Suspiró, volviendo a cerrar los ojos. Esta vez se mantuvo durante unos segundos más, revolviéndose el flequillo, despeinándose, dejándose el pelo hecho un desastre —o bueno, más desastroso de lo que ya estaba—. Sonrió sin abrirlos, pasándose el dorso de la mano por la mandíbula, y volvió a establecer contacto visual.
—¿Crees que debería afeitarme?
—Oh, por el amor de dios —resopló, abriendo sus brazos al dar una vuelta sobre sus talones.
—Sí, ha pasado una semana. Lo sé —se levantó del sofá, dirigiéndose hacia ella, sin soltar el móvil—. Debería importarme poco, o directamente debería importarme una mierda, lo sé. Quizá a ella sí lo hace, quién sabe. Pero, por desgracia, tu hijo no parece estar en pos de llevar lo que se considera una vida normal —su madre abrió la boca, pero el alzó la mano abierta delante de ella—. Déjame terminar. Sí, probablemente esté bien.

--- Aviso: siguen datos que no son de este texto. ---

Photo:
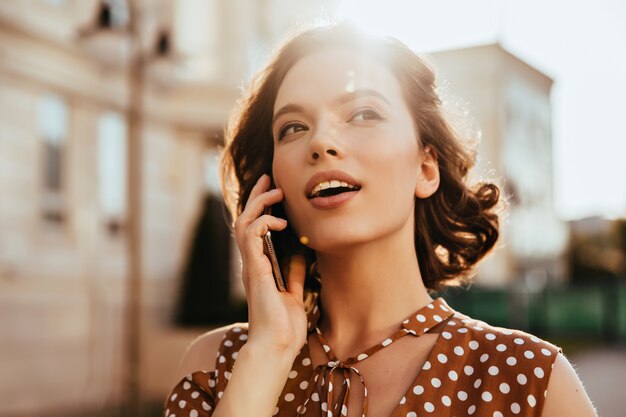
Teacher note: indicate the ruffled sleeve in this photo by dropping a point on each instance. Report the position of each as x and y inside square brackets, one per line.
[199, 393]
[193, 396]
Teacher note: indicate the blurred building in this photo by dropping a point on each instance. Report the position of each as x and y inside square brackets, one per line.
[65, 102]
[509, 101]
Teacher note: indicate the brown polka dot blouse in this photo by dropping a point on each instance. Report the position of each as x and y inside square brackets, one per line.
[473, 369]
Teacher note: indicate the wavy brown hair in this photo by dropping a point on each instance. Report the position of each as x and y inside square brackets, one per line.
[454, 228]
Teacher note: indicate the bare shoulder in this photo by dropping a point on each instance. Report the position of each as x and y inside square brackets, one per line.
[201, 353]
[566, 394]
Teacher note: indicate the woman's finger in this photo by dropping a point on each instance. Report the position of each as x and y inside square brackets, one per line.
[297, 275]
[255, 208]
[262, 225]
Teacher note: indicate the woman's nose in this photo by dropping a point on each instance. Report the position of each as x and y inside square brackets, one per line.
[324, 143]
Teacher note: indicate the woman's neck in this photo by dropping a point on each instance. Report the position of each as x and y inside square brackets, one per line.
[368, 289]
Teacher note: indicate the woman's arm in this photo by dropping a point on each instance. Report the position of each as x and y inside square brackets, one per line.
[277, 321]
[256, 381]
[566, 394]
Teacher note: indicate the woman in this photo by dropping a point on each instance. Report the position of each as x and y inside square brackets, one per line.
[372, 180]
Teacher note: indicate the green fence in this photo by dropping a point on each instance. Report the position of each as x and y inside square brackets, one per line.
[592, 311]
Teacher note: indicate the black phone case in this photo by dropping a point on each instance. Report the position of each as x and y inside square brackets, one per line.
[270, 252]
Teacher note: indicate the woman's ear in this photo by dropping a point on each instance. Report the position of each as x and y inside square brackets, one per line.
[428, 174]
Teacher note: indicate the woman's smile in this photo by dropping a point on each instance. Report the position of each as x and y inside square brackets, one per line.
[343, 133]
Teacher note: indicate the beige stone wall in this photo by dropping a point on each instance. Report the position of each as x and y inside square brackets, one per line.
[63, 286]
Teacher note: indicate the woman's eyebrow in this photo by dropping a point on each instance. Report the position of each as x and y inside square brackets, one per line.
[344, 98]
[353, 95]
[288, 108]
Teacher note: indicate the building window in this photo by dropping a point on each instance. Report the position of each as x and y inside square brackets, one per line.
[52, 127]
[112, 170]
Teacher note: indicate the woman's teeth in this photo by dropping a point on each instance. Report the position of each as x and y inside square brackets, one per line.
[331, 184]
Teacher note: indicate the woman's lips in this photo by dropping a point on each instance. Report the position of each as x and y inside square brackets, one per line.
[333, 201]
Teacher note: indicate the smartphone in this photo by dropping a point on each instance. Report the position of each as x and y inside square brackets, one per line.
[270, 252]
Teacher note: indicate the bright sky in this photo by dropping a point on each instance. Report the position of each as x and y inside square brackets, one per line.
[579, 44]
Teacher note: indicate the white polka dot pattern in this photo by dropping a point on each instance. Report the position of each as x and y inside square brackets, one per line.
[473, 369]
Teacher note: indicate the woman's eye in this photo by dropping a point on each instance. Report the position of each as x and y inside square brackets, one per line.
[366, 114]
[290, 129]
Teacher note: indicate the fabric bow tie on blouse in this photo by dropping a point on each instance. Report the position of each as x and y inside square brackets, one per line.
[331, 381]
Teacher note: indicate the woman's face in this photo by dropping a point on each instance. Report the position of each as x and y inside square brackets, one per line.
[338, 112]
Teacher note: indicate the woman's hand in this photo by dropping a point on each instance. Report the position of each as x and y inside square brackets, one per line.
[277, 322]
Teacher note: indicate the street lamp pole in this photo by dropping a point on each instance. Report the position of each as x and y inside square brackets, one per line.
[135, 270]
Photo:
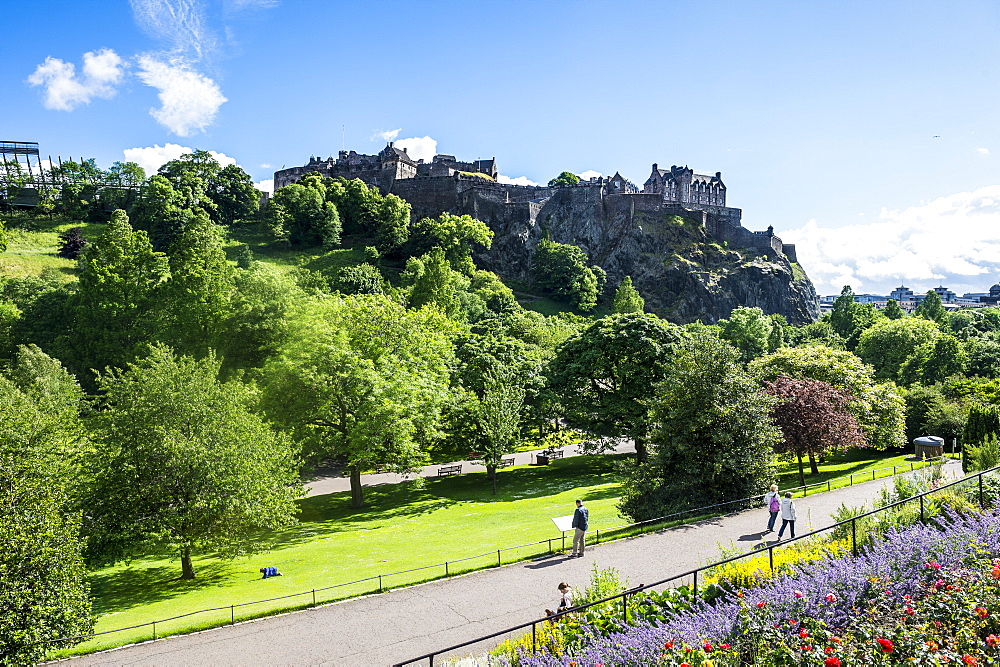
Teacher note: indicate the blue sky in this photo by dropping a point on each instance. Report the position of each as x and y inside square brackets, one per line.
[866, 133]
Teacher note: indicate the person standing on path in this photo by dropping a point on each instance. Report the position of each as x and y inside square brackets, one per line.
[787, 515]
[772, 501]
[581, 521]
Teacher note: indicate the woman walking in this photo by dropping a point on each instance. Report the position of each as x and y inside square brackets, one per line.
[787, 515]
[772, 501]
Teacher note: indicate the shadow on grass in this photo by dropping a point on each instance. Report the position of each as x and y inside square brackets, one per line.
[119, 590]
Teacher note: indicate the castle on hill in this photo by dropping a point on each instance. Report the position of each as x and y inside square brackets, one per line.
[446, 184]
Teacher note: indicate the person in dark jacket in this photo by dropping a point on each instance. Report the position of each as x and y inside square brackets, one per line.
[581, 521]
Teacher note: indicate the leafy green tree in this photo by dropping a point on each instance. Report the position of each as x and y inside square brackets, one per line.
[195, 302]
[712, 435]
[185, 462]
[627, 298]
[887, 345]
[300, 216]
[111, 310]
[359, 279]
[562, 269]
[455, 235]
[892, 310]
[932, 309]
[363, 379]
[878, 408]
[813, 417]
[601, 379]
[43, 589]
[749, 331]
[565, 178]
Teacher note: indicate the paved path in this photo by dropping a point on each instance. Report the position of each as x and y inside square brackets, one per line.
[401, 624]
[335, 482]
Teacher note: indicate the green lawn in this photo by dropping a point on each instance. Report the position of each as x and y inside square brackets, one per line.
[404, 526]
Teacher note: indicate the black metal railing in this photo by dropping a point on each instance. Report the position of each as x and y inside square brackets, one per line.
[551, 545]
[976, 478]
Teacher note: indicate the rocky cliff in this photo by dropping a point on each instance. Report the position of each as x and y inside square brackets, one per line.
[682, 272]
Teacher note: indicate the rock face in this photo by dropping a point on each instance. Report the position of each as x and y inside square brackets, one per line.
[682, 272]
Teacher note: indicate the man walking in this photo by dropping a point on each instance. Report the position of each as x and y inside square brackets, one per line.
[581, 520]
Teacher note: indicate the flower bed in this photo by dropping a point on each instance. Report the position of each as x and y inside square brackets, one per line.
[925, 595]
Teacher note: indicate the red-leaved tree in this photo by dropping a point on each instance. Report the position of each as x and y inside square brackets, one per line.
[813, 418]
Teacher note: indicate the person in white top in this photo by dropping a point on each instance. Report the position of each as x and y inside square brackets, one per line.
[772, 501]
[787, 515]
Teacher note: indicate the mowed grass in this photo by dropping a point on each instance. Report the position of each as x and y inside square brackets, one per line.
[404, 526]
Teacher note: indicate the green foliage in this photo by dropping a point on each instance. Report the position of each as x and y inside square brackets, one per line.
[562, 269]
[300, 216]
[749, 330]
[712, 433]
[627, 298]
[363, 379]
[565, 178]
[185, 462]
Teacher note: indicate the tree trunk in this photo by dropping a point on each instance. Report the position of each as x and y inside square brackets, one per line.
[187, 567]
[641, 451]
[357, 492]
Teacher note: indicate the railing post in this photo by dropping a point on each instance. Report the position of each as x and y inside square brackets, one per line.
[854, 537]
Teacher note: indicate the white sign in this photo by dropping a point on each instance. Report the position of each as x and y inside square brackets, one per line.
[563, 523]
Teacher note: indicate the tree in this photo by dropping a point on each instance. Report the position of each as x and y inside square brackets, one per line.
[932, 309]
[362, 379]
[195, 302]
[455, 235]
[627, 298]
[71, 243]
[185, 462]
[813, 418]
[500, 417]
[562, 269]
[43, 588]
[602, 378]
[887, 345]
[565, 178]
[300, 216]
[892, 310]
[749, 330]
[712, 435]
[111, 311]
[878, 408]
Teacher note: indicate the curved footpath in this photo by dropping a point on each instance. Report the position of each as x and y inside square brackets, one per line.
[401, 624]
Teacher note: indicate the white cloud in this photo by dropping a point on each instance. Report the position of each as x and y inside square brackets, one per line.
[419, 148]
[954, 240]
[189, 100]
[180, 23]
[64, 90]
[520, 180]
[153, 157]
[387, 135]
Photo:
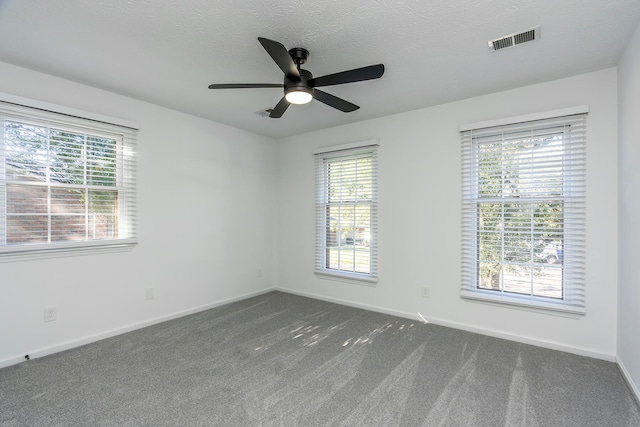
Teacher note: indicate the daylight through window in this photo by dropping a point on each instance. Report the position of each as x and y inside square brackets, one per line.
[523, 213]
[64, 184]
[346, 212]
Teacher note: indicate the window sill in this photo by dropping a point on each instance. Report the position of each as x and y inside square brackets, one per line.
[359, 279]
[33, 252]
[524, 303]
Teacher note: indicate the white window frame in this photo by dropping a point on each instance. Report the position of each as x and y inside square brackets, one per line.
[37, 113]
[323, 156]
[573, 121]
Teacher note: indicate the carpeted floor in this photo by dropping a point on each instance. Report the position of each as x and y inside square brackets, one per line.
[280, 359]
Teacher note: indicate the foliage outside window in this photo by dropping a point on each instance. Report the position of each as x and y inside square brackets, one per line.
[523, 213]
[346, 212]
[63, 186]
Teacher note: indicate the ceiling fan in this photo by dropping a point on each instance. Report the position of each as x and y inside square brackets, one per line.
[300, 87]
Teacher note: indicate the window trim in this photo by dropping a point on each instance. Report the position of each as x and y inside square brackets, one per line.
[369, 146]
[16, 108]
[570, 303]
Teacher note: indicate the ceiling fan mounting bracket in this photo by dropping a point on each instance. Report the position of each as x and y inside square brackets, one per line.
[299, 85]
[299, 55]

Sé que está bien, pero el hecho de no saberlo o que no quiera decírmelo es…
Apoyó ambos codos sobre la superficie de la encimera, descargando su peso sobre éstos, dándose unos segundos más para suavizar el caos emocional que estaba cosechando dentro de él. Martha acaricio la mejilla de su hijo, lo que le sirvió para reunir un poco más de aplomo y se relamió los labios antes de proseguir:
—Descorazonador.
Dicho así una semana parecía poco, pero se había convertido en lo más cercano a un laberinto temporal. Los días se disolvían uno sobre otro como si Rick Castle juguetease con arena cada vez que miraba su reloj, discerniendo amaneceres de atardeceres con sangre y sudor; viviendo en cuentas regresivas, paradojas crónicas, durmiendo de día, trabajando de noche. Einstein tenía razón, el tiempo era tan relativo como el color del mar.
Y él estaba ahí, sin saber cómo leer un calendario, móvil en mano y el contacto de la detective Beckett abierto automáticamente sólo para que pudiera ver su cara. Eso era lo más cerca que estaba de ella.
Sí, era descorazonador cuanto menos, especialmente cuando se trataba de Richard Castle. Podría estar llevándolo con coherencia y naturalidad y aceptar que la responsabilidad recaía, después de todo, en el tío que le puso la bala en el pecho. Él no apretó el gatillo. No era cómplice ni colaboró para que acabase desangrándose en plena elegía. A pesar de todo, optó por llevar el camino de la penitencia y cargar con cada acto y consecuencia como si él fuera el origen de todas las desgracias que le pasaban a su compañera. Después de todo, había pasado una semana desde que ella le dijo que le llamaría. Aún no lo había hecho. La premisa no era obvia, pero Castle atravesaba una fase de martirio personal y la salida más fácil —o al menos la más rápida— era acusarse a sí mismo.
Kate Beckett no lo había llamado todavía porque sabía tanto como él que era culpa suya, y lo sabio era cortar por lo sano.
Aún así, sólo soltaba el móvil cuando iba a ducharse, esperando a que el milagro se produjera.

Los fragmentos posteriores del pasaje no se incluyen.